Dépendance de la personne âgée : les cadres mènent l’enquête - Objectif Soins & Management n° 209 du 01/10/2012 | Espace Infirmier
 

Objectif Soins n° 209 du 01/10/2012

 

Promotion de la santé

De gauche à droite*   Élodie Villiers**   Sylvie Weinreich Patin***  

La dépendance de la personne âgée est un problème de santé publique. Quel est l’impact de l’hospitalisation sur l’autonomie de la personne âgée ? Existe-t-il une corrélation entre la durée de séjour et la dépendance acquise au cours de l’hospitalisation ? Bilan de l’enquête d’un groupe d’étudiants cadres de santé.

Partant de l’hypothèse que plus la durée de séjour en hospitalisation est longue, plus les risques de perte d’autonomie sont élevés, nous avons réalisé une enquête permettant d’établir le constat que l’hospitalisation provoque effectivement une perte d’autonomie, mais que celle-ci n’est pas liée à la durée du séjour.

DÉFINITIONS

Personne âgée

Selon l’Organisation mondiale de la santé, il existe trois catégories de “vieillards” :

• entre 60 et 75 ans : “jeune vieillard” ;

• entre 75 et 90 ans : “vieillard” ;

• au-delà de 90 ans : “grand vieillard”.

Être un vieillard ne constitue en rien une maladie ou une quelconque pathologie.

Autonomie

L’autonomie est définie comme la possibilité pour un patient de décider et de réaliser des gestes de la vie courante lui permettant de se suffire à lui-même(1).

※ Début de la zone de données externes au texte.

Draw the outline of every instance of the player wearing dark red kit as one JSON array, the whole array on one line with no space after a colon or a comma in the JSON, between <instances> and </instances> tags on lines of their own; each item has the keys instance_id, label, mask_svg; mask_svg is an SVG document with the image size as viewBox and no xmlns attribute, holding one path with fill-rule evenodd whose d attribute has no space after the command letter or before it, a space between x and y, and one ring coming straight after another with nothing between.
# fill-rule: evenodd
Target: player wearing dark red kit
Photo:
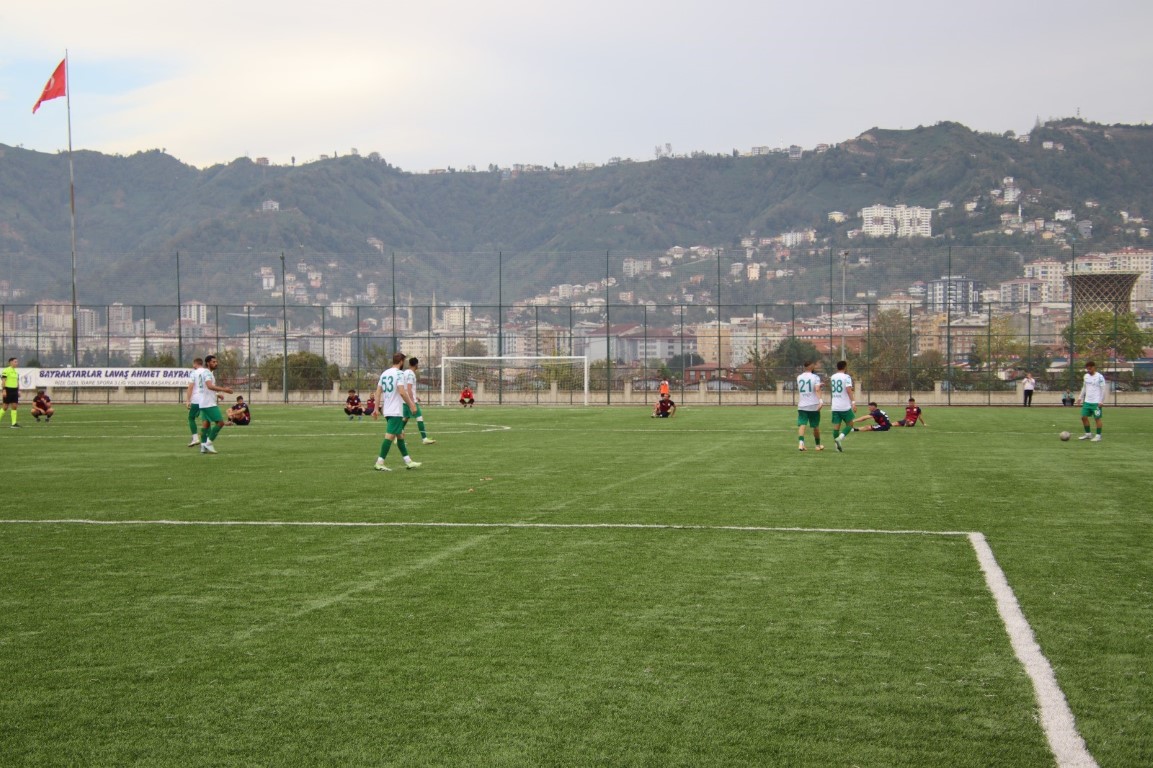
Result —
<instances>
[{"instance_id":1,"label":"player wearing dark red kit","mask_svg":"<svg viewBox=\"0 0 1153 768\"><path fill-rule=\"evenodd\" d=\"M881 410L881 407L876 403L869 403L869 415L862 416L859 419L854 419L853 423L859 421L868 421L872 419L873 423L867 427L853 427L854 432L888 432L893 427L893 422L889 421L889 414Z\"/></svg>"},{"instance_id":2,"label":"player wearing dark red kit","mask_svg":"<svg viewBox=\"0 0 1153 768\"><path fill-rule=\"evenodd\" d=\"M656 407L653 408L653 418L655 419L672 418L676 413L677 404L672 401L668 394L661 395L661 399L657 400Z\"/></svg>"},{"instance_id":3,"label":"player wearing dark red kit","mask_svg":"<svg viewBox=\"0 0 1153 768\"><path fill-rule=\"evenodd\" d=\"M921 409L917 405L917 401L909 398L909 404L905 406L905 418L897 422L898 427L915 427L917 422L921 422L921 426L929 426L925 421L925 417L921 414Z\"/></svg>"},{"instance_id":4,"label":"player wearing dark red kit","mask_svg":"<svg viewBox=\"0 0 1153 768\"><path fill-rule=\"evenodd\" d=\"M374 413L376 413L376 398L369 395L368 402L364 404L364 415L371 416Z\"/></svg>"},{"instance_id":5,"label":"player wearing dark red kit","mask_svg":"<svg viewBox=\"0 0 1153 768\"><path fill-rule=\"evenodd\" d=\"M353 418L364 417L364 408L360 405L360 395L356 394L355 389L348 390L348 397L344 399L344 412L348 414L349 421L352 421Z\"/></svg>"},{"instance_id":6,"label":"player wearing dark red kit","mask_svg":"<svg viewBox=\"0 0 1153 768\"><path fill-rule=\"evenodd\" d=\"M52 407L52 398L44 390L36 393L36 397L32 398L32 418L40 421L40 417L44 417L45 422L52 421L52 416L56 413L56 409Z\"/></svg>"},{"instance_id":7,"label":"player wearing dark red kit","mask_svg":"<svg viewBox=\"0 0 1153 768\"><path fill-rule=\"evenodd\" d=\"M244 402L244 395L236 396L236 405L228 409L228 423L237 427L247 427L252 423L252 411Z\"/></svg>"}]
</instances>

La perte d’autonomie est le « fait d’être privé de quelque chose dont on avait la jouissance »(2). « La perte d’autonomie est une complication péri-opératoire fréquente chez la personne âgée. »(3) Cette définition correspond au profil de la population que nous souhaitons étudier.

Dépendance

La dépendance se décline dans plusieurs domaines.

Elle peut être psychique, mais la plus visible reste la dépendance physique.

C’est sur celle-ci que nous avons axé notre étude.

PRÉSENTATION DE LA POPULATION

Nous ciblons les personnes de 60 ans et plus, hospitalisées dans un service de chirurgie digestive. C’est une population qui nous semble fragilisée par l’hospitalisation. Notre choix s’est orienté sur un service de chirurgie digestive d’un CHU pour de multiples raisons.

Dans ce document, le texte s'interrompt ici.